Invasive mechanical ventilation
Treatment failure of NIV occurs in 20–40% of patients (Credland, 2013). Therefore, hospital guidelines have advocated early development of an ongoing management plan to address this when commencing NIV therapy (RCP, 2008; NICE, 2010). A decline in level of consciousness, hypotension, uncorrected hypoxaemia or no change in respiratory rate indicate treatment failure and invasive mechanical ventilation (IMV) should be considered where appropriate (RCP, 2008; Credland, 2013). As previously stated, there are often significant complications associated with IMV in this patient group, leading to poorer outcomes and increased rates of mortality.
Conclusion
COPD is a common respiratory disease affecting a significant proportion of the population. Exacerbation of the illness accounts for thousands of hospital admissions each year. Current UK prehospital management of acute exacerbation of COPD focuses on pharmacological management and oxygen therapy as a first-line treatment.

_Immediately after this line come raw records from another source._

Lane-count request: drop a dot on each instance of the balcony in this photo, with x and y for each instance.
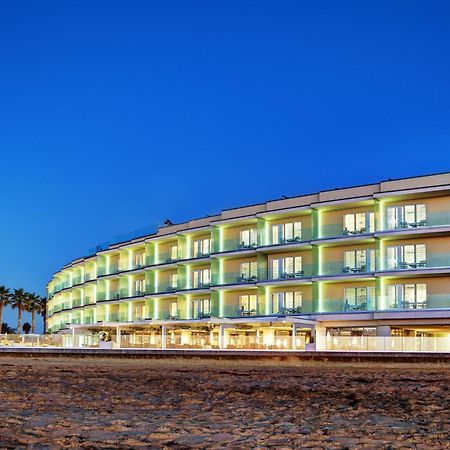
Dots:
(339, 268)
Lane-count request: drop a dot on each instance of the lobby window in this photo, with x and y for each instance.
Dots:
(359, 223)
(248, 239)
(248, 304)
(407, 296)
(407, 216)
(249, 271)
(201, 308)
(356, 261)
(201, 278)
(173, 310)
(173, 280)
(202, 247)
(287, 233)
(289, 267)
(358, 299)
(406, 256)
(287, 302)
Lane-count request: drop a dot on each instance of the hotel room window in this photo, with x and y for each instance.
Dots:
(286, 233)
(248, 304)
(248, 238)
(289, 267)
(407, 216)
(202, 247)
(359, 223)
(406, 256)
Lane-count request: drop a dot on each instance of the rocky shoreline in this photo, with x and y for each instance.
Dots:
(105, 404)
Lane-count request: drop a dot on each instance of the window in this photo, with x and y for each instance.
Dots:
(249, 271)
(288, 267)
(139, 287)
(287, 303)
(173, 281)
(173, 310)
(286, 233)
(248, 304)
(359, 261)
(358, 299)
(359, 223)
(174, 252)
(407, 216)
(202, 247)
(407, 296)
(201, 308)
(248, 238)
(138, 260)
(201, 278)
(406, 256)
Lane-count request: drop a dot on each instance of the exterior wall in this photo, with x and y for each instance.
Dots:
(101, 287)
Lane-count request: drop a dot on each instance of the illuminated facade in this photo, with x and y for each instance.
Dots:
(365, 267)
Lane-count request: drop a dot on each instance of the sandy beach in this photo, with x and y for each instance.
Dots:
(91, 404)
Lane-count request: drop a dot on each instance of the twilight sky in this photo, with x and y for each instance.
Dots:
(115, 115)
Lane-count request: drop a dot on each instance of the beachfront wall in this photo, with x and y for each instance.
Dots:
(335, 258)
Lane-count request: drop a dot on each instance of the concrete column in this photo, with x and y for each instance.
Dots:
(118, 337)
(320, 338)
(383, 337)
(294, 336)
(185, 337)
(221, 336)
(164, 337)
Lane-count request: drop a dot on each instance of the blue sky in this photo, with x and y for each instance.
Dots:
(116, 115)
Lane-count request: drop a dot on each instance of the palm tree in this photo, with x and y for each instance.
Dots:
(19, 301)
(33, 306)
(5, 300)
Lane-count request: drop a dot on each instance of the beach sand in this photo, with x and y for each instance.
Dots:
(179, 404)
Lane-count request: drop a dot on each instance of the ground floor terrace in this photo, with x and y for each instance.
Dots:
(391, 332)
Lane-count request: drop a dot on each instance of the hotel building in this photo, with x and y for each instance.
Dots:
(360, 268)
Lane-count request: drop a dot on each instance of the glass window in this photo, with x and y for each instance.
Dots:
(289, 266)
(201, 278)
(249, 269)
(174, 252)
(173, 280)
(248, 303)
(407, 296)
(248, 238)
(287, 302)
(286, 232)
(202, 247)
(359, 223)
(407, 216)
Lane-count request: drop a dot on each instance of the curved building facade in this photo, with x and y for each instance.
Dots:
(365, 267)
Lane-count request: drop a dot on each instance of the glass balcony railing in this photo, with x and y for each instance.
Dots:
(230, 245)
(235, 278)
(433, 261)
(305, 272)
(337, 230)
(339, 268)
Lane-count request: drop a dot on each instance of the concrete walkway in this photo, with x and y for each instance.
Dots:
(282, 355)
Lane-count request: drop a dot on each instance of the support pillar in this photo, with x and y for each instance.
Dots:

While this is appropriate, international evidence suggests that NIV during prehospital treatment of patients with acute respiratory failure is beneficial in improving patient outcome and avoiding treatment escalation in hospital. NIV is used by some ambulance services in the UK; however, its use is not widespread. Further UK research into its use is needed before it is likely to be introduced as a widespread treatment in paramedic practice.